I need some Hygro corymbosa or H. corymbosa "Kompact", Baby's Tears (Micanthemum umbrosium) or Stargrass (Heteranthera zosterfolia), and some C. wendtii (red/brown/bronze) for my tank, does anyone have some? I'm not looking for H. angustifolia; rather, species/cultivar with shorter and thicker leaves for my Dutch style tank.


Cheers,
Phil


----------



## digital_gods (Apr 23, 2010)

Josh has the Stargrass and Jason has Baby Tears.


----------



## Ekrindul (Jul 3, 2010)

digital_gods said:


> Josh has the Stargrass and Jason has Baby Tears.


Nope, Macfan has all my stargrass now.


----------



## MacFan (Jul 30, 2006)

I believe this is what you seek, I have plenty:

__
https://flic.kr/p/5596878935


----------



## Phil Edwards (Jan 22, 2004)

That looks like it. When are you going to do a trim?


----------



## MacFan (Jul 30, 2006)

It could probably use one now... are you going to be in the downtown area this weekend? I have people coming over 4:30-7:30 Saturday, but otherwise am available afternoons this weekend and most of the week. 

Michael


----------



## Phil Edwards (Jan 22, 2004)

I'm most likely heading into town on Sunday evening, will you be available in the early evening? If my friend and I don't get together on Sunday chances are good I'll be around Mon or Tues evening. Are you going to be trimming anything else? I've got some Crypt parva plantelets that need a home if you'd like them. 

Cheers,
Phil


----------



## MacFan (Jul 30, 2006)

I'm sure we can hook you up with most anything you see here.

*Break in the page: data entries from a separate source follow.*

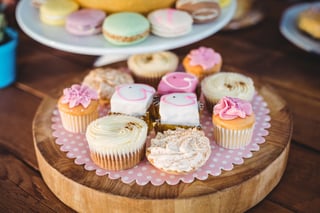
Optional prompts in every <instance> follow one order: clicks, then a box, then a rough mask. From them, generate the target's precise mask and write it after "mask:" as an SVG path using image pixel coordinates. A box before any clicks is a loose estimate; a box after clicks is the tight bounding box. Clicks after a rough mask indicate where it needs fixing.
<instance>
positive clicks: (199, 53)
mask: <svg viewBox="0 0 320 213" xmlns="http://www.w3.org/2000/svg"><path fill="white" fill-rule="evenodd" d="M182 64H183V67H184V69H185V71H186V72H188V73H192V74H194V75H196V76H197V77H198V78H199V80H202V79H203V78H204V77H205V76H208V75H211V74H213V73H217V72H219V71H220V69H221V66H222V57H221V55H220V53H218V52H216V51H214V49H212V48H210V47H203V46H202V47H199V48H198V49H193V50H191V51H190V52H189V54H188V55H187V56H186V57H184V59H183V61H182Z"/></svg>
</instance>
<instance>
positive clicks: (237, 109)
mask: <svg viewBox="0 0 320 213" xmlns="http://www.w3.org/2000/svg"><path fill="white" fill-rule="evenodd" d="M252 112H253V111H252V105H251V103H250V102H248V101H245V100H242V99H239V98H232V97H228V96H226V97H223V98H222V99H220V101H219V102H218V103H217V104H216V105H215V106H214V108H213V113H214V115H219V117H220V118H221V119H223V120H232V119H235V118H238V117H240V118H245V117H246V116H248V115H251V114H252Z"/></svg>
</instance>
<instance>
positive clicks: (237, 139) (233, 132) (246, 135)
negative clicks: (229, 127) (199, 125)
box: [213, 125, 254, 149]
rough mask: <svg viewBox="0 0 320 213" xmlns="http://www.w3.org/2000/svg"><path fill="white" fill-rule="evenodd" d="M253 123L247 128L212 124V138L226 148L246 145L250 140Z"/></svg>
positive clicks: (217, 142) (247, 144)
mask: <svg viewBox="0 0 320 213" xmlns="http://www.w3.org/2000/svg"><path fill="white" fill-rule="evenodd" d="M253 129H254V125H252V127H251V128H247V129H237V130H235V129H226V128H223V127H220V126H216V125H213V132H214V134H213V135H214V140H215V141H216V143H217V144H218V145H220V146H222V147H224V148H227V149H239V148H241V147H244V146H246V145H248V144H249V143H250V141H251V138H252V134H253Z"/></svg>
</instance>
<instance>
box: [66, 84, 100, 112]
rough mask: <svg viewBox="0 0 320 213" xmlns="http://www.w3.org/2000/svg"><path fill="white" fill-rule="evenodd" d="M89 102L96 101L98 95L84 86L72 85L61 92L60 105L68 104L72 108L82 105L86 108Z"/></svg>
mask: <svg viewBox="0 0 320 213" xmlns="http://www.w3.org/2000/svg"><path fill="white" fill-rule="evenodd" d="M91 100H98V93H97V92H96V91H95V90H93V89H91V88H90V87H88V86H86V85H79V84H74V85H72V86H71V87H70V88H66V89H64V90H63V97H62V99H61V103H63V104H68V103H69V107H70V108H73V107H75V106H78V105H80V104H81V105H82V106H83V107H84V108H87V107H88V106H89V104H90V102H91Z"/></svg>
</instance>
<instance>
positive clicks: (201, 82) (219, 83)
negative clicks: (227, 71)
mask: <svg viewBox="0 0 320 213" xmlns="http://www.w3.org/2000/svg"><path fill="white" fill-rule="evenodd" d="M201 88H202V92H203V94H204V95H205V96H206V97H207V98H208V99H211V100H219V99H221V98H222V97H225V96H229V97H234V98H240V99H243V100H246V101H251V100H252V98H253V95H254V91H255V89H254V84H253V81H252V79H251V78H250V77H247V76H245V75H242V74H240V73H233V72H220V73H216V74H213V75H211V76H208V77H207V78H205V79H203V81H202V82H201Z"/></svg>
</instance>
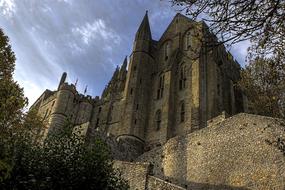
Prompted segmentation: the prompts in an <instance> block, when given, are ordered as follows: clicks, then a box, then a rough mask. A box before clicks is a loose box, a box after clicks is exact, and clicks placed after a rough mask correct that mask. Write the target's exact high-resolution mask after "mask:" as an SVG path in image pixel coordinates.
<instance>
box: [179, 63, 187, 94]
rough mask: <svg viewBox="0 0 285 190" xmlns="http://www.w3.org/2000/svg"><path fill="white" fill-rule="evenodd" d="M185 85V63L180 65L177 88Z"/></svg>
mask: <svg viewBox="0 0 285 190" xmlns="http://www.w3.org/2000/svg"><path fill="white" fill-rule="evenodd" d="M185 87H186V68H185V65H183V66H181V68H180V74H179V90H183V89H185Z"/></svg>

Sunday evening should be fine. My number is 817-915-8185 cell/text


----------



## digital_gods (Apr 23, 2010)

Does anyone in our club have Rotala sp. 'wallichii' in their tanks? I would get some started in my tank.


----------



## fishyjoe24 (May 18, 2010)

me need low light plants.. be quite robert. okay let it out of the bag. picking up a 56 cube this weekend. stand, tank, and light. already got my filter this weekend. 56 30x18x24. just looking for plants for it, and some substrate... will pick up the crypts that tanya got for me at the tca auction.


----------